2. Keep ornaments up high and lights higher

If you don’t have a separate room to keep your tree in, don’t worry. There are still plenty of things you can do to make the space pet-friendly. Make sure all ornaments are well out of reach for your pet. Plastic, glass and fabric ornaments are a huge hazard because they can cause choking or intestinal blockage if consumed. If you can’t find a decorative fence to put around your tree, then make sure that all the decorations are above where your pet can reach or jump. Lights are electrical which poses an even bigger threat to pets, so make sure those are kept toward the top of the tree.

3. Keep sweets in the fridge

Sugar typically plays a major role in holiday festivities. Unfortunately, chocolate and sweets are a hazard for pets and can be deadly. Whether you have a jumpy cat or an eager dog, leaving out sweets, particularly those made of chocolate, can be a bad move. Luckily, very few desserts are ruined by being stored in the fridge, and it will help them last longer; so make some room for your peppermint brownies and chocolate cream pie. When it’s time to serve, put them on high-standing platters, such as a cake stand, so you can keep the desserts well out of reach of your food-motivated pets. And if you feel like sharing some sweet love, make these homemade apple and sweet potato dog treats.

4. Invest in soy-based candles

Many candles contain a lot of unnatural ingredients that can be toxic to pets. Whether it’s to fill in your menorah or just to set the mood, it is important to choose wisely when it comes to what the wax is made of. Avoid paraffin and instead opt for a more natural candle like Mrs.
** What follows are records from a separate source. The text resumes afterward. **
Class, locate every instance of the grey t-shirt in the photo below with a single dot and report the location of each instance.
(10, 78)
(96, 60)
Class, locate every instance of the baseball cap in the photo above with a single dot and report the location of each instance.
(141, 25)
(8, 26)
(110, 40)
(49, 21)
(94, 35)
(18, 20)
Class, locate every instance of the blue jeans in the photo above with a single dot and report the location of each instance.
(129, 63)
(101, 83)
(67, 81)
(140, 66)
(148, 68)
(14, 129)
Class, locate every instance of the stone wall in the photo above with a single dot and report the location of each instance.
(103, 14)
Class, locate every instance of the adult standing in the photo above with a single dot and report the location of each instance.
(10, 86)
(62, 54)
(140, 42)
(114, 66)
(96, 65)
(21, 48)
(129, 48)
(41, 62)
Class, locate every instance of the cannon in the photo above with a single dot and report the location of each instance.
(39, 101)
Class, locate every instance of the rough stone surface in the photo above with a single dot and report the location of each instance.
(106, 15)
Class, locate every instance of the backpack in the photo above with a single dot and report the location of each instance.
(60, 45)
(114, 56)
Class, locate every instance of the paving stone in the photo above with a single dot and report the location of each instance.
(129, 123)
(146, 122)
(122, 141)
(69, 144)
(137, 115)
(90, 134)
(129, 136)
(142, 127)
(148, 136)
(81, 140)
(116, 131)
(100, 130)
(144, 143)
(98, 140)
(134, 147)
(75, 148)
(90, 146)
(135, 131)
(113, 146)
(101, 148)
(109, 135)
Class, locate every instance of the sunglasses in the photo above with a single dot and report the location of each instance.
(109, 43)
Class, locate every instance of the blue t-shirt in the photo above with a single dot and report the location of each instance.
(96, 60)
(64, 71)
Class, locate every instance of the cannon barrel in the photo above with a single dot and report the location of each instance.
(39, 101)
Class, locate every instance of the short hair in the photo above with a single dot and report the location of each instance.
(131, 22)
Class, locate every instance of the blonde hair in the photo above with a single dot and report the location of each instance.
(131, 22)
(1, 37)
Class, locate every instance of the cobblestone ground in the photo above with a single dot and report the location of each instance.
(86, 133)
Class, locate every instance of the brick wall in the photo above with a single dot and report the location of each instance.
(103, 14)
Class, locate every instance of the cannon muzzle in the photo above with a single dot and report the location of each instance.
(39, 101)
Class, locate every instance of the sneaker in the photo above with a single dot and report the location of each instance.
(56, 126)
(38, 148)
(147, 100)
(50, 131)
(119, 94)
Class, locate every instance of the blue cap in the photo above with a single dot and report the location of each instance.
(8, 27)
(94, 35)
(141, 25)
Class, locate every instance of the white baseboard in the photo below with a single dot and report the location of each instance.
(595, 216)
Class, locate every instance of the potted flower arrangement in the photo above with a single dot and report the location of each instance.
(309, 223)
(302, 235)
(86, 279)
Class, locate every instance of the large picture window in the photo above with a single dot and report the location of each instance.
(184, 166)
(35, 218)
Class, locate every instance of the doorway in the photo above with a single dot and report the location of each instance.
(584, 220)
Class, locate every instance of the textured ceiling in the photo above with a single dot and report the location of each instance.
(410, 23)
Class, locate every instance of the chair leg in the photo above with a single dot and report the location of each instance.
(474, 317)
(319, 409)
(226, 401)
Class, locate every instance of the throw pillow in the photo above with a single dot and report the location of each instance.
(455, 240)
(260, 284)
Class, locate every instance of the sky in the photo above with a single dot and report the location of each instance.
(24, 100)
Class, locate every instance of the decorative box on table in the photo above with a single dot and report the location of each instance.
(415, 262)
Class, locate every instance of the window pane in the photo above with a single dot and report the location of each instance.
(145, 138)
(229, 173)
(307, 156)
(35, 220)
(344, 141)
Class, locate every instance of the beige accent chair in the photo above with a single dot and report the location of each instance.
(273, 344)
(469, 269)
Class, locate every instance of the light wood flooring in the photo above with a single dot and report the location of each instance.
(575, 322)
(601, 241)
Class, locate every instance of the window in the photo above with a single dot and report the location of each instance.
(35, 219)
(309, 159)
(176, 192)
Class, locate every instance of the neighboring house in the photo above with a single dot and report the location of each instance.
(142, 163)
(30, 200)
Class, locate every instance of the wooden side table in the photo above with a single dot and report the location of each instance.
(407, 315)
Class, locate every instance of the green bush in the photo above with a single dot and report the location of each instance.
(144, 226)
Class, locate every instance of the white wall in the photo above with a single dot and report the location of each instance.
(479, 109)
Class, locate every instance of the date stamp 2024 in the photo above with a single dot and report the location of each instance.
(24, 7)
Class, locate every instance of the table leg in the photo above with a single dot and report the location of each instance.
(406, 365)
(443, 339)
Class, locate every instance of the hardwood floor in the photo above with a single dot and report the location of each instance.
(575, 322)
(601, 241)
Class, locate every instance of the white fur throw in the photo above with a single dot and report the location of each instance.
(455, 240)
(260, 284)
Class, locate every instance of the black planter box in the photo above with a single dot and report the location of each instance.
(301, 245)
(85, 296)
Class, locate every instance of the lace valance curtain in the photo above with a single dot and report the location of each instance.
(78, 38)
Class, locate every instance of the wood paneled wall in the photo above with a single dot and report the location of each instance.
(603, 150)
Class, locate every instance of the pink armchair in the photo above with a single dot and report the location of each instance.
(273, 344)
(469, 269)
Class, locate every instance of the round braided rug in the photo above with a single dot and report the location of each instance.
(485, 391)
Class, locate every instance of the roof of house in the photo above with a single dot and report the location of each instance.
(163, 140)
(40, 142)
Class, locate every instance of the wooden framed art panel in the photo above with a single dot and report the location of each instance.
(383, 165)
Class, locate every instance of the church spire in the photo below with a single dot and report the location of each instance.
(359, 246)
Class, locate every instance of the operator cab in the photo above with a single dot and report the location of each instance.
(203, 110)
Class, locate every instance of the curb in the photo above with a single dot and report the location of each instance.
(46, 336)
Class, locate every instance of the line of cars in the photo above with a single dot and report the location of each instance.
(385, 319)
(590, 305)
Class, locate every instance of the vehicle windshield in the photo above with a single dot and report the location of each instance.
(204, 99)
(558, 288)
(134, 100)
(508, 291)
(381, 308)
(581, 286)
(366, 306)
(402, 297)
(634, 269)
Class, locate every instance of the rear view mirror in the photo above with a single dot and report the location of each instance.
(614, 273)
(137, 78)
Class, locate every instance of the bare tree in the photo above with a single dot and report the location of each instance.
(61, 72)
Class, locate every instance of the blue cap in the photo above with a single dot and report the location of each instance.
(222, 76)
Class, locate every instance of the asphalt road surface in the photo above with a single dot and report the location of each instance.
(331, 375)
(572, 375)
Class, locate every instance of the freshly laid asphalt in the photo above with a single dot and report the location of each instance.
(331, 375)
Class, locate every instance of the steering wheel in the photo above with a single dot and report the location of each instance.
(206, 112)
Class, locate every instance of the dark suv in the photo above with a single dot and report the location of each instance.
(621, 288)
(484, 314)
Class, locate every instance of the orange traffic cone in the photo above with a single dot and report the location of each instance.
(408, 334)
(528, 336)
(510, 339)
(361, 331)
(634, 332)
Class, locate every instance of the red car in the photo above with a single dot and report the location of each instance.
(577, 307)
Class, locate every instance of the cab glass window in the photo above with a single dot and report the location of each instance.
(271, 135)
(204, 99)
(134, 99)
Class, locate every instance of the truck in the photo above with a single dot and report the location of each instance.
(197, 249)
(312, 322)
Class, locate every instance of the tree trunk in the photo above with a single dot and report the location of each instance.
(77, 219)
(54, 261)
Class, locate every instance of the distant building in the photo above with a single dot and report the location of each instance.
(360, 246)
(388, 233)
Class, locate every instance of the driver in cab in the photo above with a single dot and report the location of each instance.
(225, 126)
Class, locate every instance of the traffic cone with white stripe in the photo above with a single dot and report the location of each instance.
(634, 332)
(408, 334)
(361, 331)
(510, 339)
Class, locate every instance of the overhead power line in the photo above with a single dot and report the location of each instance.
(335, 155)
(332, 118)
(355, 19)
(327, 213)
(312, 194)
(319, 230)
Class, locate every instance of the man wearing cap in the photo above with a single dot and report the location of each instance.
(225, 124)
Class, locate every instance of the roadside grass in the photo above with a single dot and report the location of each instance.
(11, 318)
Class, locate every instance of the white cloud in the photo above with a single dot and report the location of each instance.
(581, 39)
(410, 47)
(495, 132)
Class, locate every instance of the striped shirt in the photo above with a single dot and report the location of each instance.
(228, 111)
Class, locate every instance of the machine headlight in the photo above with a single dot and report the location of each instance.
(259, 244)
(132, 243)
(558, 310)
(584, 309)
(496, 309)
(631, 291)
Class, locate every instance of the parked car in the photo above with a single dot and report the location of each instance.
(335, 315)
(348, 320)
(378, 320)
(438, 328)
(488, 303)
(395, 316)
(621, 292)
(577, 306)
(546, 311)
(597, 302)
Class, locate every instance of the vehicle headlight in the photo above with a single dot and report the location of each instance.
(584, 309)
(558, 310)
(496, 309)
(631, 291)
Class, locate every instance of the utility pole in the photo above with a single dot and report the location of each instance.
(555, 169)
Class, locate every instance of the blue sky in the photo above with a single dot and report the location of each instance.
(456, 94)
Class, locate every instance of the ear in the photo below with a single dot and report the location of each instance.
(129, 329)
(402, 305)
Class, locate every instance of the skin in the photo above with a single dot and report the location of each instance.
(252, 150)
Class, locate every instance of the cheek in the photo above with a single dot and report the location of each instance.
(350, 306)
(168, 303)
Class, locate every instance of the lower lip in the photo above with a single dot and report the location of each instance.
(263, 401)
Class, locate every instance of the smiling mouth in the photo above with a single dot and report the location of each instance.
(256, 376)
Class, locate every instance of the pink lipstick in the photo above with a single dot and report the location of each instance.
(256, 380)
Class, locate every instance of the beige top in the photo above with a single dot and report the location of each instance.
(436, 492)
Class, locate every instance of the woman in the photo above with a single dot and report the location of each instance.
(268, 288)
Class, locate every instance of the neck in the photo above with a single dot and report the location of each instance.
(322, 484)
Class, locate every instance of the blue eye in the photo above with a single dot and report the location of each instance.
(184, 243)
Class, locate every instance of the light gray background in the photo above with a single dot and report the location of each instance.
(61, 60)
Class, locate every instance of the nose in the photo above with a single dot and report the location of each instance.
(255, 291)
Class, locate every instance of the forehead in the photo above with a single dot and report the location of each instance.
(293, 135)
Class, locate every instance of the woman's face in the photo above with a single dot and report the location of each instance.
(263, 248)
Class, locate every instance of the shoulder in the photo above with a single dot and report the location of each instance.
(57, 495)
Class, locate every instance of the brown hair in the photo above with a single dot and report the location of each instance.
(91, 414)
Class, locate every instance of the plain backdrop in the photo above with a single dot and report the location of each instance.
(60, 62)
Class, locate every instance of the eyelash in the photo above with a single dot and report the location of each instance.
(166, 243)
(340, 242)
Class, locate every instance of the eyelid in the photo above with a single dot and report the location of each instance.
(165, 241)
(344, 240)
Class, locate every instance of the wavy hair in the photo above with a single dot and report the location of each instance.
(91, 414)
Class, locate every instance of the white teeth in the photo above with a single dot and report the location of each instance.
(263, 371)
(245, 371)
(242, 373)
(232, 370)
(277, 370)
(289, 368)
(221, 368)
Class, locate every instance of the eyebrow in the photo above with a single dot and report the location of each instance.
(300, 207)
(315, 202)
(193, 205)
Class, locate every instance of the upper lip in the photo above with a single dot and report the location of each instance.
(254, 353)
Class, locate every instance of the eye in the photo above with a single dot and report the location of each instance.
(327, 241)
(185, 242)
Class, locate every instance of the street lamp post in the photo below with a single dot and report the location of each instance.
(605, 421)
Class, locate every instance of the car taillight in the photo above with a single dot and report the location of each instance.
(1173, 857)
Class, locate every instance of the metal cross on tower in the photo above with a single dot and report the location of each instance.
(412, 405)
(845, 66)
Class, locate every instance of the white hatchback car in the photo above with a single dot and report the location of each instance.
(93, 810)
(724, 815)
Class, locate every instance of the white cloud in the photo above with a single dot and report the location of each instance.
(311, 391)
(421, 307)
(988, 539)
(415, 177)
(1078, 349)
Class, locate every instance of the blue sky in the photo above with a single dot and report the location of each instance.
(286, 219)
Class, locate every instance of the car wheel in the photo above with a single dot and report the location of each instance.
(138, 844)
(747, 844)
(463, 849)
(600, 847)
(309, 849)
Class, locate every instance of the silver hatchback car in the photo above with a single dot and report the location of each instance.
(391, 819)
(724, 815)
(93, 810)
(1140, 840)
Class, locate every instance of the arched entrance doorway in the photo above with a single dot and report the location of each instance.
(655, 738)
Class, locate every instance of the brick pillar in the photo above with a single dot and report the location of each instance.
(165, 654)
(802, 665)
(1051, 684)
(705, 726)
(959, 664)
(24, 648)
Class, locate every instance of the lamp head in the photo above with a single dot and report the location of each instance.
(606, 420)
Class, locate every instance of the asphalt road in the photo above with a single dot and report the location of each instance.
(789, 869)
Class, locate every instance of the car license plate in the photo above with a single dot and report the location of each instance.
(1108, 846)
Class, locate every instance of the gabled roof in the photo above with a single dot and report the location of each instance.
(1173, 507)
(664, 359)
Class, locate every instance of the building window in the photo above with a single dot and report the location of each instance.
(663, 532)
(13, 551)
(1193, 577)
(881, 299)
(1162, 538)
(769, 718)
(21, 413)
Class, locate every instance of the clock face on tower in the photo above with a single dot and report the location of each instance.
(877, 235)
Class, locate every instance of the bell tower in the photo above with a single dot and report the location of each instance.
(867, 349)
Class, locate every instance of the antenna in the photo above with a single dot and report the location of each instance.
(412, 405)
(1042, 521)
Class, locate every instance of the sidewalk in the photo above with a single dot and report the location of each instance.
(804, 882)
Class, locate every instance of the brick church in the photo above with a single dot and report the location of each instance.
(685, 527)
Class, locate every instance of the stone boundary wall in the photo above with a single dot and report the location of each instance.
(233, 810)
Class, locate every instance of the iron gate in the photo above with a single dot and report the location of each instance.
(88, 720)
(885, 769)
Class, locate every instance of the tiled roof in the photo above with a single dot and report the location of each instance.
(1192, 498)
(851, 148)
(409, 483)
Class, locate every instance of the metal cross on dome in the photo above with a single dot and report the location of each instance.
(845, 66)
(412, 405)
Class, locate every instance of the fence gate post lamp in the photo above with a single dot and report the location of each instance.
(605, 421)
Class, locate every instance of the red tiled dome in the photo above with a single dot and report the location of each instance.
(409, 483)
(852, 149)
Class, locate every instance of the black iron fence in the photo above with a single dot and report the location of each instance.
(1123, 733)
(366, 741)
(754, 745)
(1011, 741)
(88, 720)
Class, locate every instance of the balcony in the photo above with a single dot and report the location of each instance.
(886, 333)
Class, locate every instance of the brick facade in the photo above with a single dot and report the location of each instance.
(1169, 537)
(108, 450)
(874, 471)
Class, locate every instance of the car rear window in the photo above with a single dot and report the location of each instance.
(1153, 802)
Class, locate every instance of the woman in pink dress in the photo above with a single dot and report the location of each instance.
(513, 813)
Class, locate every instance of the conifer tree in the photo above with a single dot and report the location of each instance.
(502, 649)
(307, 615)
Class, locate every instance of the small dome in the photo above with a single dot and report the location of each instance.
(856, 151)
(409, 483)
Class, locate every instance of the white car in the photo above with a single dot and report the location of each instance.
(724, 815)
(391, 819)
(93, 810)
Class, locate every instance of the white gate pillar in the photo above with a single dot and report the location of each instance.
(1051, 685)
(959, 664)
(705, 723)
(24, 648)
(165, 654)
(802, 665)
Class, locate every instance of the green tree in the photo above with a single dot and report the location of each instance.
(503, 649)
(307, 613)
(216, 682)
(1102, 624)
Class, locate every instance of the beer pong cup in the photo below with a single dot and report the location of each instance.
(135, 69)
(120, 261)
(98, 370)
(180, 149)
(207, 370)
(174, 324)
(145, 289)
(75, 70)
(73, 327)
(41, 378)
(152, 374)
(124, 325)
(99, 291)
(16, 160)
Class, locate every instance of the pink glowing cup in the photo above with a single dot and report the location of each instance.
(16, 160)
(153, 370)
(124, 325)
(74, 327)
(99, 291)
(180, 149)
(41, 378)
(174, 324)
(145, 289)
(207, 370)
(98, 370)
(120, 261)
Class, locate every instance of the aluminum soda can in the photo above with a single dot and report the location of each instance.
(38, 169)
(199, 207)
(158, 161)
Meyers Clean Day soy candles. High quality soy and beeswax-based candles tend to be free of toxic materials and are a much safer choice to have around your pets.

5. Put away the mistletoe

Now you can avoid that awkward kiss and blame it on your pet. Both mistletoe and holly have been shown to be quite toxic to pets, so it might be best to ditch these holiday classics this season.

6. Buy your little buddy a new toy

The holidays can be a very stressful time for pets. Between visitors, loud noises and all of the new obstacles, there are a lot of changes to get used to. So pick up a new plush Santa Claus for your dog, or an ornament on a string to tease your cat with. You can even make a homemade braided ball dog toy. Not only will this make for a happier pet, but it will also keep them distracted from all the stuff they shouldn’t be getting into!